This repository contains the official implementation of the IDC Framework proposed in our paper "Input Distribution Coverage: Measuring Feature Interaction Adequacy in Neural Network Testing".

Datasets

Components

  1. Out-of-distribution data detection
  2. Variational Autoencoder
  3. Combinatorial Coverage Measurement

Out-of-distribution (OOD) data detection

We used the Likelihood-Regret[1] based out-of-distribution (OOD) filter in the framework. Likelihood Regret: An Out-of-Distribution Detection Score For Variational Auto-encoder has the code and pretrained models available.

The included code is for measuring the total t-way coverage of the test datasets of MNIST, Fashion-MNIST and CIFAR10. Since the test datasets are assumed to be in-distribution data, we have not included the Likelihood Regret code base in this repository. When using this framework for other test sets, please follow the instructions from the Likelihood-Regret repository for filtering out the OOD inputs from the test sets.

Variational Autoencoder (VAE)

FactoVAE[2] and $\beta$-TCVAE[3] models from https://github.com/YannDubs/disentangling-vae repository is used in this work.

Combinatorial Coverage Measurement

Combinatorial Coverage Measurement (CCM) Command Line Tool from https://github.com/usnistgov/combinatorial-testing-tools is used for measuring the total t-way coverage of a test set.

Copy ccmcl.jar from CCM Command Line Tool directory of the repository to the current project directory. Running this tool requires Java installed on the machine.

Usage

  • Create virtual environment

    python -m venv idc

  • Activate virtual environment

    source idc/bin/activate

  • Install the required packages using the requirements.txt file.

    pip install -r requirements.txt

  • Run measure_coverage.py to measure the total t-way coverage of the test datasets of MNIST, Fashion-MNIST and CIFAR10. Refer to results directory for supported VAE models.
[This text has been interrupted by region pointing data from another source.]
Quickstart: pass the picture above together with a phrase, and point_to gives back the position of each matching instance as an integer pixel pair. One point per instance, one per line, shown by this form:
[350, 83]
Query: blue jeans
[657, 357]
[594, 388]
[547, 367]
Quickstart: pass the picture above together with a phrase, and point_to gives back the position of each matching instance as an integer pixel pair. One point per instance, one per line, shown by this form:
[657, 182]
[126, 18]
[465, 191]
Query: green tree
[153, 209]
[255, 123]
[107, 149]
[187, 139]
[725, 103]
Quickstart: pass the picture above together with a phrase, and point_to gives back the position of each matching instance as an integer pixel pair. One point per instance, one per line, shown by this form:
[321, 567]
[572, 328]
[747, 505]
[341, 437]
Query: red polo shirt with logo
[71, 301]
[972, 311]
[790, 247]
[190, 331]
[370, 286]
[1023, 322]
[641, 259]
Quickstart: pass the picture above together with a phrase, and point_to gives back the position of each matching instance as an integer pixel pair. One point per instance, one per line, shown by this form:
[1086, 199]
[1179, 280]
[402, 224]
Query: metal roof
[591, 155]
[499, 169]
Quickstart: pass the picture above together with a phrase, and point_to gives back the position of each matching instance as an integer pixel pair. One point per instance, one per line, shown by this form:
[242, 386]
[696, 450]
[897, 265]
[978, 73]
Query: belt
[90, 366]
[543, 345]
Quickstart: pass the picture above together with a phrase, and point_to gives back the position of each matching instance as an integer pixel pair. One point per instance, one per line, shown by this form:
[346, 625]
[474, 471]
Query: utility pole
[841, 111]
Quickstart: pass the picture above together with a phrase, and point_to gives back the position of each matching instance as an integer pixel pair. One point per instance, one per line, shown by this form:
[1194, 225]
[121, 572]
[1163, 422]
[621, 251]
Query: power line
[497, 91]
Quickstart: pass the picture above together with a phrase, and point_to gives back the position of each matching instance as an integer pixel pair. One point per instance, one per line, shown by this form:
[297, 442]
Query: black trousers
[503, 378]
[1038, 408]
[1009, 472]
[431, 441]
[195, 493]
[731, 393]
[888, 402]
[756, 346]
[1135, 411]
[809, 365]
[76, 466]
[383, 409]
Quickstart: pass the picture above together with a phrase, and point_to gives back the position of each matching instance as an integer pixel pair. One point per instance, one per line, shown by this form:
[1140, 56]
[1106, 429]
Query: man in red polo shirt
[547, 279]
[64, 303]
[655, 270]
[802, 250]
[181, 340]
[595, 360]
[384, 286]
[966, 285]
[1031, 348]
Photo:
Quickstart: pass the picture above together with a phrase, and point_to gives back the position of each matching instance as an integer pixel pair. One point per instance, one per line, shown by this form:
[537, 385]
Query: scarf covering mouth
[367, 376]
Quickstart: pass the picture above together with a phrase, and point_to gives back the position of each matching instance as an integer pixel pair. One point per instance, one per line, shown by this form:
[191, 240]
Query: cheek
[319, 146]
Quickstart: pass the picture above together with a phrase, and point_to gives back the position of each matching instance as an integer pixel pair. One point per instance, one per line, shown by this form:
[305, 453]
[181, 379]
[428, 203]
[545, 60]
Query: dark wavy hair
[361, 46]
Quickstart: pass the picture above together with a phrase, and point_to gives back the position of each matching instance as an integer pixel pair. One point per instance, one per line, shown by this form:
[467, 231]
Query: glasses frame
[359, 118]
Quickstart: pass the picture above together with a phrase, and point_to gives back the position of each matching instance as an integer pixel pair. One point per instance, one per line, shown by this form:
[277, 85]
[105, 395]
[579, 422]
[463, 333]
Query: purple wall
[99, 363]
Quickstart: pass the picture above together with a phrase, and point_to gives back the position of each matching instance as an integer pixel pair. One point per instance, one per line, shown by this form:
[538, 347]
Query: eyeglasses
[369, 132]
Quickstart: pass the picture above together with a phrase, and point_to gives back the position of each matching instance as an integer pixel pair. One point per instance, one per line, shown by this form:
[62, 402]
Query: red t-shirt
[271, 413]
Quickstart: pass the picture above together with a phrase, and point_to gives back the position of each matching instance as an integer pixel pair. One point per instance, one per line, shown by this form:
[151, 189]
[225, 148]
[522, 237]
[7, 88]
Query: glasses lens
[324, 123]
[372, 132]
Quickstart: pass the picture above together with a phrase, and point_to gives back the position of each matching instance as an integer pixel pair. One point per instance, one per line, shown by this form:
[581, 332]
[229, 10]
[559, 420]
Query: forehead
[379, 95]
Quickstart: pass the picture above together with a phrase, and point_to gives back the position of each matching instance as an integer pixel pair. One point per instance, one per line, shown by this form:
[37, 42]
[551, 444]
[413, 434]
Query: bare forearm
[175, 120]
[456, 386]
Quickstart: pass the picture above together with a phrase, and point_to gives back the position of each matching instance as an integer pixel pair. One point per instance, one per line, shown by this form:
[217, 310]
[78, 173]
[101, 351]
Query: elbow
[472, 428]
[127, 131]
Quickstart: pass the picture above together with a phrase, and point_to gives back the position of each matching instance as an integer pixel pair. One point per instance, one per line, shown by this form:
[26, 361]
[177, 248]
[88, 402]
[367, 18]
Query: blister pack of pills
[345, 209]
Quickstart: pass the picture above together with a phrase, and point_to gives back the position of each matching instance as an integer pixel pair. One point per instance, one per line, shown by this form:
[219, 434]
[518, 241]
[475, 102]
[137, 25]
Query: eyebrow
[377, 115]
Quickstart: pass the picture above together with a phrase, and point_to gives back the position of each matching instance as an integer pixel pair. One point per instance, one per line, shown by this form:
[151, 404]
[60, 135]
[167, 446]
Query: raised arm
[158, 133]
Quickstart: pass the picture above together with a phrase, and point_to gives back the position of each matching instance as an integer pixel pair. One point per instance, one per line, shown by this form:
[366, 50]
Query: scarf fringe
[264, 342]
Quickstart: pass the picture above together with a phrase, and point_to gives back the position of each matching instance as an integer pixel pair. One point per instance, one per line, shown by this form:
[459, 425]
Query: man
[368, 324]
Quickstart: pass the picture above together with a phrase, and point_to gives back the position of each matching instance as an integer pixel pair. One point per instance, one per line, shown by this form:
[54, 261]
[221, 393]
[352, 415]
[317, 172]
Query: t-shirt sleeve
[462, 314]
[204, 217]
  python measure_coverage.py [vae] --dataset [mnist/fmnist/cifar10] --no_bins [intervals] --ways [ways] --density [target density: range[0,1]]

  E.g. : python measure_coverage.py btcvae_mnist_6 --dataset mnist --no_bins 20 --ways 3 --density 0.9999

Measuring test coverage of custom test sets

Test coverage of custom test sets can be measured by setting the file path argument of measure_coverage.py. Use Likelihood Regret to filter out the OOD test inputs, and convert the in-distribution test inputs into numpy format. Run the below command.

python measure_coverage.py [vae] --dataset [mnist/fmnist/cifar10] --no_bins [intervals] --ways [ways] --density [target density: range[0,1]] --path [numpy file path]

E.g. python measure_coverage.py btcvae_mnist_6 --dataset mnist --no_bins 20 --ways 3 --density 0.9999 --path ./custom_testset.npy

References

[1] Xiao, Zhisheng, Qing Yan, and Yali Amit. "Likelihood regret: An out-of-distribution detection score for variational auto-encoder." Advances in neural information processing systems 33 (2020): 20685-20696.

[2] Kim, Hyunjik, and Andriy Mnih. "Disentangling by factorising." International Conference on Machine Learning. PMLR, 2018.

[3] Chen, Ricky TQ, et al. "Isolating sources of disentanglement in variational autoencoders." Advances in neural information processing systems 31 (2018).